THAT CHARLES Dickens was already able to satirize aid to Africa in Bleak House in the person of Mrs. Jellyby, the woman who busied herself saving Africa while neglecting her own household, ought to tell us something. The Live8 enthusiasts who entertained millions over the weekend might be interested to know that Bleak House was first published in 1853, one hundred fifty years ago.

Niall Ferguson writes that the policy cocktail of “double aid, drop the debt and make the trade laws fair” demanded by Bob Geldof will not do a thing to relieve the agony of Africa. The top three problems “are in fact chronic misgovernment, recurrent civil war and the high incidence of diseases such as malaria and Aids.”

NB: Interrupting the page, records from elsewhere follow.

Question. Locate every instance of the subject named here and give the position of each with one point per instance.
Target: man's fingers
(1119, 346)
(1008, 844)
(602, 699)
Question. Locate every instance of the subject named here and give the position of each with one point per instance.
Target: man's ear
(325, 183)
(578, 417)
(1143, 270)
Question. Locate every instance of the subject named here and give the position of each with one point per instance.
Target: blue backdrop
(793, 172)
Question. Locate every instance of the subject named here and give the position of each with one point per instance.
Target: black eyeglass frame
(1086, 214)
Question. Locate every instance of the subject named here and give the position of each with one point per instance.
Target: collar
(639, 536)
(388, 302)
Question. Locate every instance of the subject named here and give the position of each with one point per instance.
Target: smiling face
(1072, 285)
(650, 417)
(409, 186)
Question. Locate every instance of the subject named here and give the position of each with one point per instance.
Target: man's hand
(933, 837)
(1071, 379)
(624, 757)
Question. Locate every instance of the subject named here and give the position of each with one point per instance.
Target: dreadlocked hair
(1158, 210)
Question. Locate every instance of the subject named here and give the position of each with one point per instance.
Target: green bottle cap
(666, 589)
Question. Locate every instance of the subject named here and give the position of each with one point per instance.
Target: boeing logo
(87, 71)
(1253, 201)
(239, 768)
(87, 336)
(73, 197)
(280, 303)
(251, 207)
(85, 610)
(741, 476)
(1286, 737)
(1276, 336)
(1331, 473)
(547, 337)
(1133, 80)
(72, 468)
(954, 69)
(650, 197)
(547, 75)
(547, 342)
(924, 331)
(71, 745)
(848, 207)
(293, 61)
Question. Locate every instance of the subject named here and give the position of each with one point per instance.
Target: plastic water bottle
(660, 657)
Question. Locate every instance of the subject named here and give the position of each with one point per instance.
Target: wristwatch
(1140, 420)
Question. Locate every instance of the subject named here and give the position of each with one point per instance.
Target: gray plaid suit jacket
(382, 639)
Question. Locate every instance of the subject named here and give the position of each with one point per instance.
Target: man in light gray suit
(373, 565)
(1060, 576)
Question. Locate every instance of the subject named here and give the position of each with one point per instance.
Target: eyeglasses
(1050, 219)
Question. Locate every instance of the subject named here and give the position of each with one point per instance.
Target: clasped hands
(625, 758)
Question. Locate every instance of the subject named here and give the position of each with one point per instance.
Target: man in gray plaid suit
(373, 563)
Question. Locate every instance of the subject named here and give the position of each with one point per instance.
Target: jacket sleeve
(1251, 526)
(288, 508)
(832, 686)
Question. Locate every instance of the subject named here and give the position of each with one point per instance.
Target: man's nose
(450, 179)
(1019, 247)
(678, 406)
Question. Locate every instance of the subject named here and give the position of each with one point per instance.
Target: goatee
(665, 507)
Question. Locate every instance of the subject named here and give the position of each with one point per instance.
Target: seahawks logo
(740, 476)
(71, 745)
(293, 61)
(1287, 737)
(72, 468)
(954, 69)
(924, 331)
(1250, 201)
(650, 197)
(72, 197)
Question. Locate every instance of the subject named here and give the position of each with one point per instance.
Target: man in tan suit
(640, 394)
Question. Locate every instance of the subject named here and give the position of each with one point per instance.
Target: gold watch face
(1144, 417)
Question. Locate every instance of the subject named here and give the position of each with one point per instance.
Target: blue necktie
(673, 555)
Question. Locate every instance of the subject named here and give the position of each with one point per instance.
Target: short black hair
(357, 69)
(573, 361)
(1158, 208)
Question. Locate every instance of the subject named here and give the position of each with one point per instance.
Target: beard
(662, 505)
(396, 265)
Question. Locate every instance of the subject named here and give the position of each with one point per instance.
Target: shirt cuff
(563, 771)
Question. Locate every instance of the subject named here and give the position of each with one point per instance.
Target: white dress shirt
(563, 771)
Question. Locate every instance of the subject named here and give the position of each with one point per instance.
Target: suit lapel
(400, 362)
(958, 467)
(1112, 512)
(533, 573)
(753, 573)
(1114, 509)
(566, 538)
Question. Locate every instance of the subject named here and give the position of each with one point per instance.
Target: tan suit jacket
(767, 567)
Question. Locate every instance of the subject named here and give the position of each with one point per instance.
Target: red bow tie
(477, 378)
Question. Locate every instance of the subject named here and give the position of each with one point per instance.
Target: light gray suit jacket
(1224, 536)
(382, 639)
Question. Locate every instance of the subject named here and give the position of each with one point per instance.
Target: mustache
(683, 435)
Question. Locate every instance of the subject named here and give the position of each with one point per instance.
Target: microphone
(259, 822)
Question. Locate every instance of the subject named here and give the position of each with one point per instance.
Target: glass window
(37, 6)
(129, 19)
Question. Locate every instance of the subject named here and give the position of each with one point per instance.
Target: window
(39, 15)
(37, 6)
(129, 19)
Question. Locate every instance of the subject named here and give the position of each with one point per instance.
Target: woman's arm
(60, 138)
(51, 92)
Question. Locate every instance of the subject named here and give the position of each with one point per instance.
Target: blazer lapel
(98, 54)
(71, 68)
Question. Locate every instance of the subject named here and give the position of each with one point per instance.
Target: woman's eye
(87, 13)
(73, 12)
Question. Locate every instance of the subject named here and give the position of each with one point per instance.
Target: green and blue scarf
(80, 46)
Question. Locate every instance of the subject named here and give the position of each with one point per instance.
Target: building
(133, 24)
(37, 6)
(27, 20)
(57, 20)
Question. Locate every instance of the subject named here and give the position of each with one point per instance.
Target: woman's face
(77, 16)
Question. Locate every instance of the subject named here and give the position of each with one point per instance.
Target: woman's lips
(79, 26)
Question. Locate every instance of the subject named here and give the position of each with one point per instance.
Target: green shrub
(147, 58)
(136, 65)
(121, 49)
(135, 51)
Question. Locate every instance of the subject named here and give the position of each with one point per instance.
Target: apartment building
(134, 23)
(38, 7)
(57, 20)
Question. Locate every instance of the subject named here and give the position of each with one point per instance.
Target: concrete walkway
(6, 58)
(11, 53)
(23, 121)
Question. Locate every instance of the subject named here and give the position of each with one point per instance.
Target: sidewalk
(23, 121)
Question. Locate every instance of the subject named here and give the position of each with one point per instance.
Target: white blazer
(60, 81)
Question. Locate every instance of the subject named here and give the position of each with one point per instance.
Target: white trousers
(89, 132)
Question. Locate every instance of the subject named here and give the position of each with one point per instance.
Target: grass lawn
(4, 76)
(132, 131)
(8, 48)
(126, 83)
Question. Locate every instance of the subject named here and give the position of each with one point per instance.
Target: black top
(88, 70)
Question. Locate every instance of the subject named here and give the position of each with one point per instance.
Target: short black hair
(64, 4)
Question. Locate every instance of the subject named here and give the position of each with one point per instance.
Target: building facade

There is a deep cultural reason why Africa cannot seem to rise above corruption and chaos, and it was discussed in a remarkable article in 2003 by British psychiatrist and conservative writer Theodore Dalrymple in City Journal. Here is the money graf where he speaks of his years working as a doctor in Southern Rhodesia just before it became Zimbabwe:

The young black doctors who earned the same salary as we whites could not achieve the same standard of living for a very simple reason: they had an immense number of social obligations to fulfill. They were expected to provide for an ever expanding circle of family members (some of whom may have invested in their education) and people from their village, tribe, and province. An income that allowed a white to live like a lord because of a lack of such obligations scarcely raised a black above the level of his family.

In other words, Africans still live in extended families and clans where people are expected to support and assist their blood relatives. When Africans obtain an education and then a government position they are expected to spread the wealth among their relatives, who would surely “have condemned them for failing to obtain on their behalf all the advantages their official opportunities might provide.”

We westerners are more selfish than Africans. Instead of helping our relatives we say screw them. Let them get a job.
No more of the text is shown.